Description
Nomad uses go-plugin to spin up various plugins and auxiliary processes, and saw surprising (to us) behavior when host process dies in hashicorp/nomad#5598 .
Nomad uses go-plugin to spin up long-running plugins with lifecycle independent from host, to ease in-place upgrades and reconfiguration, and use the reattachment patterns ReattachConfig
supported by this.
However, we observe the following problems after host process is restarted:
-
The plugin gets a SIGPIPE signal upon the next log/Stdout/Stderr write operation. When the host (e.g. go-plugin client) process dies, Stdout/Stderr pipe closes and any write from plugin fails with
io.ErrClosedPipe
error, and the plugin receive SIGPIPE, typically killing it.- note that if plugin explicitly ignores
SIGPIPE
, hclog may panics on log write failure in https://github.com/hashicorp/go-hclog/blob/6907afbebd2eef854f0be9194eb79b0ba75d7b29/intlogger.go#L370-L373
- note that if plugin explicitly ignores
-
On successful reattachment by a restarted host process, stdout/stderr syncing is lost, and any plugin log lines to Stdout/Stderr are lost.

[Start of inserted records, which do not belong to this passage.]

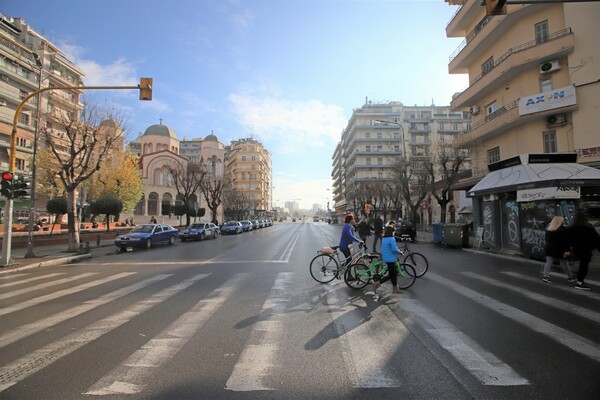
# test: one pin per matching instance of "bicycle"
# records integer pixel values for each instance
(328, 263)
(417, 260)
(358, 275)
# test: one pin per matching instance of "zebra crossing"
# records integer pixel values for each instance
(363, 342)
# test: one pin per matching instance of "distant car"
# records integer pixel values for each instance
(247, 225)
(232, 227)
(199, 231)
(405, 228)
(147, 235)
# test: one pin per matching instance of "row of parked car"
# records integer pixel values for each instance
(147, 235)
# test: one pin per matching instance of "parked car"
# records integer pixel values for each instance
(232, 227)
(199, 231)
(147, 235)
(404, 227)
(247, 225)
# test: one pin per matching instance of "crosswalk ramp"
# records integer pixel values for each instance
(366, 330)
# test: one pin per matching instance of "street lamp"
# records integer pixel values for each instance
(145, 88)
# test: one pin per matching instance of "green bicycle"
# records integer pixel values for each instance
(358, 275)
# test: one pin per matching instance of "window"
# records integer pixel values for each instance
(487, 66)
(550, 145)
(494, 155)
(545, 85)
(541, 32)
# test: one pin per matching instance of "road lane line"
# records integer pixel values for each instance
(255, 362)
(26, 366)
(135, 372)
(569, 339)
(36, 326)
(35, 278)
(55, 295)
(547, 300)
(44, 285)
(484, 365)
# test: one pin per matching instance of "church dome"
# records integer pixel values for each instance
(160, 130)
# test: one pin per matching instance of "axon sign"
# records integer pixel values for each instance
(559, 98)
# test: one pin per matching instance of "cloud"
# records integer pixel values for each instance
(309, 123)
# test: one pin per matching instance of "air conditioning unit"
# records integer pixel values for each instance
(549, 66)
(556, 120)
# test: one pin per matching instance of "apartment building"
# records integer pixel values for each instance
(379, 136)
(533, 91)
(248, 167)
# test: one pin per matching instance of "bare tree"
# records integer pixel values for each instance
(187, 179)
(79, 144)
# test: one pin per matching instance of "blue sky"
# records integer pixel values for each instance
(286, 72)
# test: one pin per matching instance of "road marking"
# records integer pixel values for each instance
(134, 373)
(36, 326)
(550, 301)
(35, 278)
(484, 365)
(28, 365)
(61, 293)
(366, 343)
(256, 360)
(569, 339)
(45, 285)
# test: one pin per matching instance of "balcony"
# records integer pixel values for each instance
(514, 62)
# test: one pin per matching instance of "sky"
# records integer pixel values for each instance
(287, 73)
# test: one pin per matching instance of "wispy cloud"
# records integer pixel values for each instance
(308, 122)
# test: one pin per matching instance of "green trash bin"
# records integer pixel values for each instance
(456, 235)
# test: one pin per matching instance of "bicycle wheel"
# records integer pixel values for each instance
(357, 276)
(324, 268)
(406, 275)
(419, 261)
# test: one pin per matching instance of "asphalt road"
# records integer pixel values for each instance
(239, 317)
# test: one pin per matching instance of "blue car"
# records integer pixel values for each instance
(147, 235)
(232, 227)
(199, 231)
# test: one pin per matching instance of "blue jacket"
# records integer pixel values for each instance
(347, 237)
(389, 249)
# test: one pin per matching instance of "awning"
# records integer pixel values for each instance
(539, 175)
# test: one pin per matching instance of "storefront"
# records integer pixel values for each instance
(519, 196)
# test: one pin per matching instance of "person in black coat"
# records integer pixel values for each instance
(556, 248)
(583, 239)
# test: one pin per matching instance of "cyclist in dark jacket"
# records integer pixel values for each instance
(583, 239)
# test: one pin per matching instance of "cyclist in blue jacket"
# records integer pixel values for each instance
(389, 250)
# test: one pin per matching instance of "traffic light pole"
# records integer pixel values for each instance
(145, 88)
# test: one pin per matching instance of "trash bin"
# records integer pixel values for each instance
(438, 235)
(456, 235)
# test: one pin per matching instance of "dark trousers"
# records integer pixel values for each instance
(392, 274)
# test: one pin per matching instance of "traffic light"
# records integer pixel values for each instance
(145, 88)
(495, 7)
(7, 185)
(22, 188)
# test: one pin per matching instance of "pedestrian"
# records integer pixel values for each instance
(583, 239)
(348, 237)
(377, 231)
(389, 252)
(364, 230)
(556, 249)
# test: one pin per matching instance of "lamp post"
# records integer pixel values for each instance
(145, 88)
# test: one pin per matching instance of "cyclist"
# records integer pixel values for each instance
(389, 250)
(348, 237)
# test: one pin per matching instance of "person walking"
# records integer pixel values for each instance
(557, 246)
(583, 239)
(389, 252)
(377, 232)
(364, 231)
(348, 237)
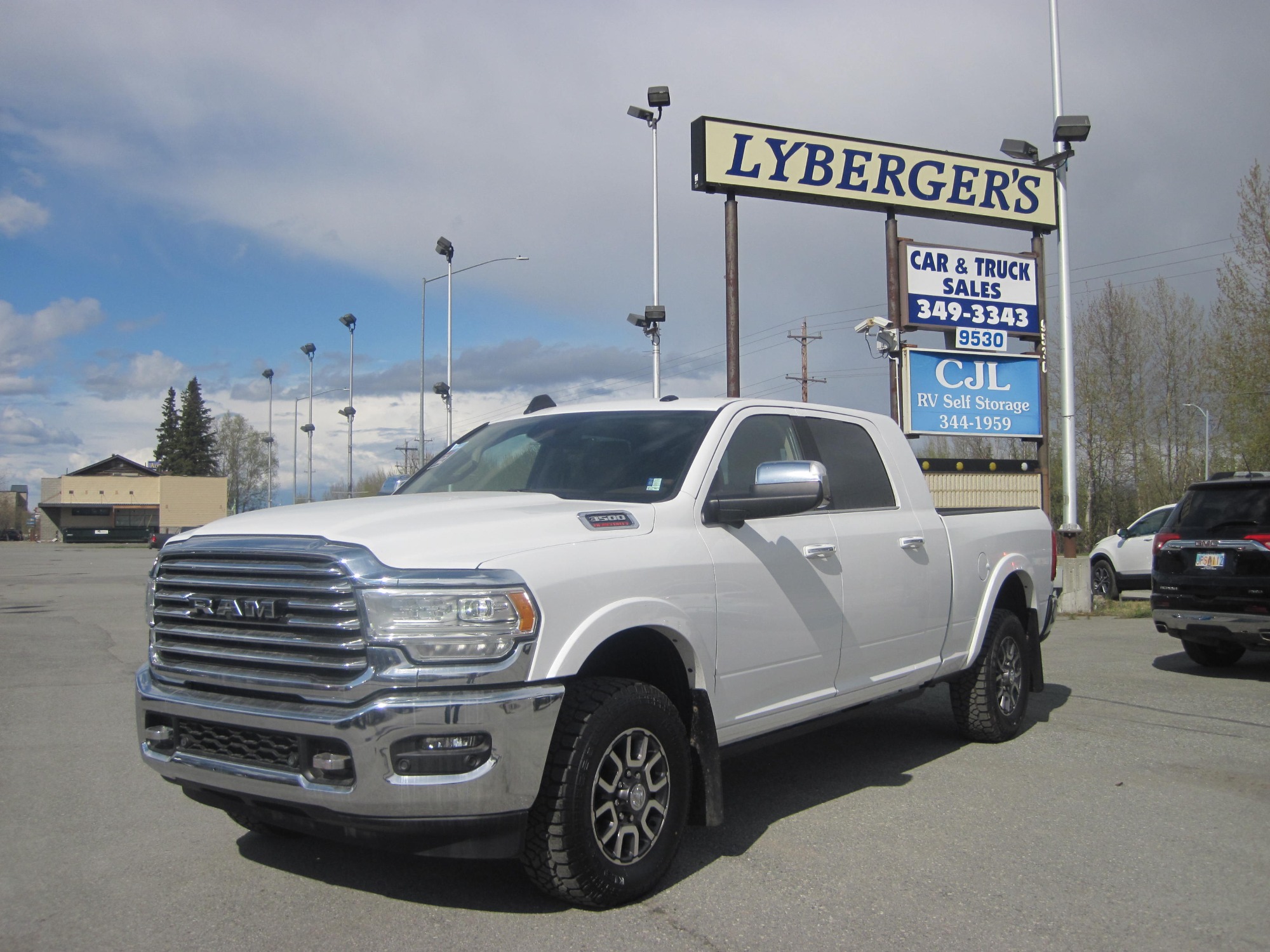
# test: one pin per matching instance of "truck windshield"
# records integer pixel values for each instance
(619, 458)
(1229, 512)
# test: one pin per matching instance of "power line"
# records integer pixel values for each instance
(1153, 255)
(1151, 267)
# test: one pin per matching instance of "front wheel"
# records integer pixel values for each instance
(1212, 656)
(990, 700)
(615, 795)
(1103, 581)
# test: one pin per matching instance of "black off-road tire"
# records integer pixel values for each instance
(991, 699)
(1103, 581)
(1212, 656)
(563, 852)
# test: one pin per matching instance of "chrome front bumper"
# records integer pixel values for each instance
(520, 722)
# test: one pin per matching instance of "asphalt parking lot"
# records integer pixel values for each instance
(1131, 814)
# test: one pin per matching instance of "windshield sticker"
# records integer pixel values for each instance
(617, 520)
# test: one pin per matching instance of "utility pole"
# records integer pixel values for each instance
(805, 337)
(407, 454)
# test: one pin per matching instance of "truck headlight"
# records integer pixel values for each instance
(451, 625)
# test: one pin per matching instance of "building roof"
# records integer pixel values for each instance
(115, 466)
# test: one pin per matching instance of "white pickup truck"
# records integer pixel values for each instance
(540, 644)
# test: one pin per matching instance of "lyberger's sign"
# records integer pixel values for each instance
(769, 162)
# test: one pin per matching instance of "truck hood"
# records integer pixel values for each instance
(438, 530)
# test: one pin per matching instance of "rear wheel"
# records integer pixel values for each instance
(1103, 579)
(991, 699)
(615, 795)
(1212, 656)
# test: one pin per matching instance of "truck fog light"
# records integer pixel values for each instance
(159, 737)
(330, 765)
(440, 755)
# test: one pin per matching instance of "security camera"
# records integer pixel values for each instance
(867, 326)
(888, 341)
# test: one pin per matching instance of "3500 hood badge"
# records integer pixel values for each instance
(609, 520)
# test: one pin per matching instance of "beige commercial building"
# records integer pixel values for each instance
(120, 501)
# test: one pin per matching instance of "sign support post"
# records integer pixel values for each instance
(1042, 348)
(732, 294)
(893, 307)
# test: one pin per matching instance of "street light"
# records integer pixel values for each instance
(308, 351)
(295, 439)
(424, 312)
(658, 98)
(1067, 130)
(448, 251)
(269, 441)
(1197, 407)
(349, 412)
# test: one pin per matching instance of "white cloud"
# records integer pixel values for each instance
(134, 375)
(20, 430)
(20, 215)
(27, 341)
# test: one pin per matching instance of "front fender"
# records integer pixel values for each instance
(628, 614)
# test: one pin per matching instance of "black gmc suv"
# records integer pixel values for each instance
(1211, 573)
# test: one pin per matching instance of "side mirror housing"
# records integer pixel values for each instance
(783, 488)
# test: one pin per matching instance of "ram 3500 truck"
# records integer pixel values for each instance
(540, 644)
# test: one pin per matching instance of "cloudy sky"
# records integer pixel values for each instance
(201, 188)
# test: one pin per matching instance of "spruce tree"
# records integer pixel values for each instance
(170, 430)
(196, 437)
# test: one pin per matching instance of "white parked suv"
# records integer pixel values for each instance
(540, 645)
(1122, 563)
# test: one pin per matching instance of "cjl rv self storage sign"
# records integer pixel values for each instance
(959, 393)
(947, 289)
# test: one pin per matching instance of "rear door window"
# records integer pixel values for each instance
(1227, 512)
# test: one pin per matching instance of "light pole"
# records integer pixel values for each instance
(1197, 407)
(448, 251)
(1066, 133)
(269, 441)
(349, 412)
(422, 326)
(308, 351)
(295, 440)
(658, 97)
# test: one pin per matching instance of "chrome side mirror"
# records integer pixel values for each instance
(782, 488)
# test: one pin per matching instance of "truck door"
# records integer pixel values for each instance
(896, 565)
(779, 588)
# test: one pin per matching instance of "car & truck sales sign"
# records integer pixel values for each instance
(947, 289)
(961, 393)
(770, 162)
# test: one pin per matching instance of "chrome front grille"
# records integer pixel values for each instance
(261, 619)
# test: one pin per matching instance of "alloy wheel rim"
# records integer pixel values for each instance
(1009, 662)
(1102, 577)
(631, 797)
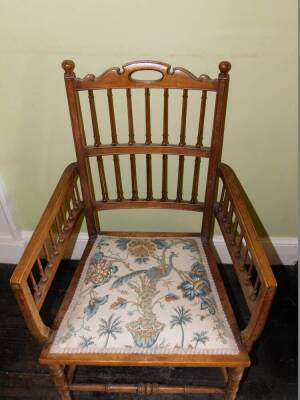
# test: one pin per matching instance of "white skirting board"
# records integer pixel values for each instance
(280, 250)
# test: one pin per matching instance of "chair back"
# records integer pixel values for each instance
(126, 82)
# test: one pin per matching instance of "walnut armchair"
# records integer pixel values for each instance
(145, 298)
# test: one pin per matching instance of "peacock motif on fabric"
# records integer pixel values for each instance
(145, 295)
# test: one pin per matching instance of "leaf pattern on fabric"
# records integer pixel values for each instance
(152, 295)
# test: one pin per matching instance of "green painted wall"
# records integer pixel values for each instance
(258, 37)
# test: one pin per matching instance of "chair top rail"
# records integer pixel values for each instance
(118, 78)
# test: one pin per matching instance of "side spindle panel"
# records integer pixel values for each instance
(97, 142)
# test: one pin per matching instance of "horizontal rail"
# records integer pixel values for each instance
(147, 389)
(171, 204)
(102, 150)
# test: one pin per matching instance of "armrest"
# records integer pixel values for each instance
(248, 256)
(35, 272)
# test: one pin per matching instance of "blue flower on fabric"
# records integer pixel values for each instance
(93, 306)
(197, 268)
(122, 243)
(100, 273)
(97, 257)
(102, 242)
(195, 287)
(161, 244)
(190, 245)
(142, 260)
(120, 303)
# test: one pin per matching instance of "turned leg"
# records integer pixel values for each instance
(234, 378)
(57, 373)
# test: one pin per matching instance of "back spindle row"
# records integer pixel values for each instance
(148, 142)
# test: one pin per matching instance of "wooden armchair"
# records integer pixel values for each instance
(144, 298)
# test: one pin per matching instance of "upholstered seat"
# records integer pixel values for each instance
(145, 295)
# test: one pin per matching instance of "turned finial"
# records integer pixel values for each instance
(68, 66)
(224, 67)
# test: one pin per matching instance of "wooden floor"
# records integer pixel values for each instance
(272, 376)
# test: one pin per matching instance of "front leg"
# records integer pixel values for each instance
(60, 380)
(234, 378)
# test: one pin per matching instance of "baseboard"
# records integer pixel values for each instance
(280, 250)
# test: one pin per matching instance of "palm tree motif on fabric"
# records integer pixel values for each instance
(200, 337)
(146, 329)
(109, 328)
(181, 318)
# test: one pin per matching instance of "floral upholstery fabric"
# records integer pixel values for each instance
(145, 295)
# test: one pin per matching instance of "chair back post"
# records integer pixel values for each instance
(80, 142)
(216, 150)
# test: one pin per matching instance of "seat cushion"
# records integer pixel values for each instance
(145, 295)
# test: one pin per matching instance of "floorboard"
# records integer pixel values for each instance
(272, 376)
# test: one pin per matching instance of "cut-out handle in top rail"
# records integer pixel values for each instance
(137, 66)
(114, 78)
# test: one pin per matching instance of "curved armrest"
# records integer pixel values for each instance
(248, 256)
(35, 272)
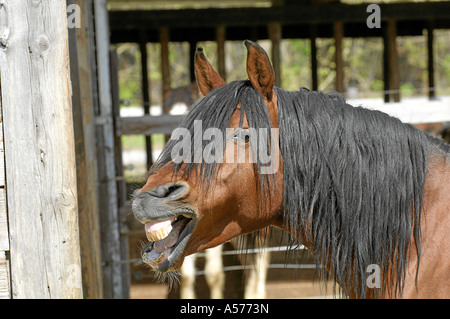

Nomad works around this by having a dedicated log file for the plugin and not writing to the plugin Stderr in hashicorp/nomad#5598 .
Ideally, go-plugin
can makes handling host process restarting and re-attaching better. One possibility might be using fifo files such that plugin can always write to it with some buffer, but this may require clever use of non-blocking flags (to ensure plugin can proceed when fifo buffer is full).